Federal Vision

In recent years, some Reformed leaders have re-assessed the nature and boundaries of the biblical covenant. What is the covenant, and who is included? How does one enter it? Is it only spiritual, or does it have physical implications? Is it only a way to describe the people of God, or does it actually do anything? These are questions raised by the group espousing the Federal Vision (FV). Important applications include Trinitarianism, biblical theology and typology, justification, and postmillennialism.

Federal Vision isn't a rock band. In 2002, a group of pastors met at the Auburn Avenue Presbyterian Church in Monroe, Louisiana to discuss their developing understanding of the covenant, and found the idea of federation a good metaphor. A federation is a national covenant, and the FV sees the Church as national in the same way old covenant Israel was national: a real, physical group with physical signs of membership, bound and sustained spiritually by God. For the sake of honesty and consistency, the FV has taken this view to its logical conclusions. This desire for doctrinal integrity attracts us to the FV.

FV theologians describe baptism as entrance into the covenant. Therefore, a baptized person should be treated as a covenant member. This doesn't mean every baptized individual is automatically going to heaven, but that they're members of the Christian community and subject to its authority. They're called Christians to distinguish them from those outside the covenant body. Baptized infants are therefore Christians, whether or not they are converted. Those who reject the covenant (whether baptized as infants or professing adults) are excommunicated. Christ referenced this in John 15 with the analogy of unproductive branches being cut off from the vine.

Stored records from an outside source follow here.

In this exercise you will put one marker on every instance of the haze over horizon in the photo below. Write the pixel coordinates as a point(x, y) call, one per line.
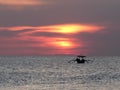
point(49, 27)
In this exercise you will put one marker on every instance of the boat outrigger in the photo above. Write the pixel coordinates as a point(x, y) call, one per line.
point(80, 59)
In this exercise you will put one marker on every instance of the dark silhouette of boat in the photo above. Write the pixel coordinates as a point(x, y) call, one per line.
point(80, 59)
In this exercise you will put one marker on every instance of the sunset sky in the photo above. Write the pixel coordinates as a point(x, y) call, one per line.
point(50, 27)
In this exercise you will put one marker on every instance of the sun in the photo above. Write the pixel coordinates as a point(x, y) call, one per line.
point(63, 44)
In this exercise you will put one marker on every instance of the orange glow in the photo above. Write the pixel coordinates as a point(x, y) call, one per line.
point(64, 44)
point(73, 28)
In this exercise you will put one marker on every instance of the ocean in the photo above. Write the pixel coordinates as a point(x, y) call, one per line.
point(55, 73)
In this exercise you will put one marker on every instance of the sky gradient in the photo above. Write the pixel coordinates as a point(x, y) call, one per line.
point(50, 27)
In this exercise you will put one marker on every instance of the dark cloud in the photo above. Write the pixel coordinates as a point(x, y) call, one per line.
point(8, 33)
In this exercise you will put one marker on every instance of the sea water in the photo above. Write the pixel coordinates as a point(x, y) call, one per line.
point(55, 73)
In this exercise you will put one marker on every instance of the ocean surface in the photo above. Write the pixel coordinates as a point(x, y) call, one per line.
point(55, 73)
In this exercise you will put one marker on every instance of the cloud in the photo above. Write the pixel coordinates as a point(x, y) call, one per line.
point(21, 4)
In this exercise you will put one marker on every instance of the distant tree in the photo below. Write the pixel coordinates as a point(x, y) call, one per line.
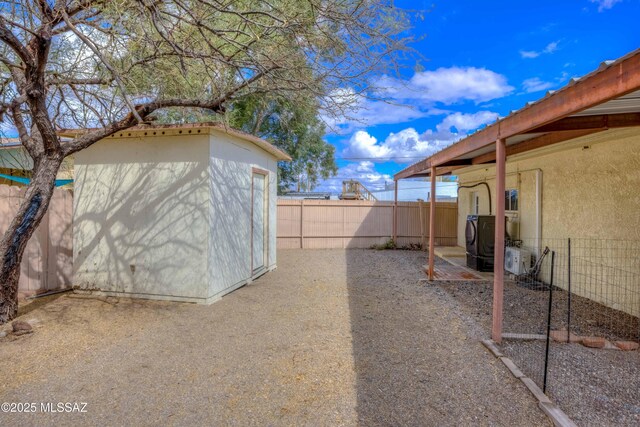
point(292, 124)
point(109, 65)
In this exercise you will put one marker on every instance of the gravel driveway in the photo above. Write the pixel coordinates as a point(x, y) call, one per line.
point(332, 337)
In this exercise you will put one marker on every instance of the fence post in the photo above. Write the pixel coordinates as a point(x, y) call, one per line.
point(546, 356)
point(569, 290)
point(301, 223)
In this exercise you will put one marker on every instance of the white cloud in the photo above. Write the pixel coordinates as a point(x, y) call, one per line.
point(605, 4)
point(357, 111)
point(534, 84)
point(401, 101)
point(363, 171)
point(551, 47)
point(548, 49)
point(466, 122)
point(448, 86)
point(529, 54)
point(408, 146)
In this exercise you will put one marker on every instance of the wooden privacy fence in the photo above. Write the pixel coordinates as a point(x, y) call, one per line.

This practical approach to baptism upsets those who view Church membership as dependent on "internal change" rather than "external acts." Some say the FV holds to justification by works, equating baptism with works and covenant membership with salvation, even branding some of the FV defenders heretics. The FV maintains it is not saying baptism automatically "saves" an individual, but that it enters them into covenant with God. The FV denies holding to works justification, affirming justification by faith. (Because of this dispute, many mistakenly equate the FV with the New Perspective on Paul; while some of the issues are similar, the conclusions for the most part are not.) Much of the controversy appears to result from parties speaking past each other or using the same words to refer to different things.

The orthodoxy of the FV position has since been questioned, largely due to seeming and actual differences between the FV and the Westminster Confession. Recently the Presbyterian Church in America (PCA) and the Orthodox Presbyterian Church (OPC) renounced the FV as error. Most of the proponents of FV are ministers within the Confederation of Reformed Evangelical Churches (CREC). Some of the leaders in the movement are Douglas Wilson, Steve Wilkins, James Jordan and Peter Leithart. A few of these men have even been labeled heretics (though not by the PCA or OPC).

The FV question remains unsettled, but we think the issues are important and deserve consideration. We pray the concerns raised by the FV will further unite the Church, no matter what the final assessment, and that those currently divided will eventually be united stronger than before. We wish to enter this discussion carefully and respectfully, believing there is need for doctrinal development while keeping in mind the teaching of our Reformed heritage.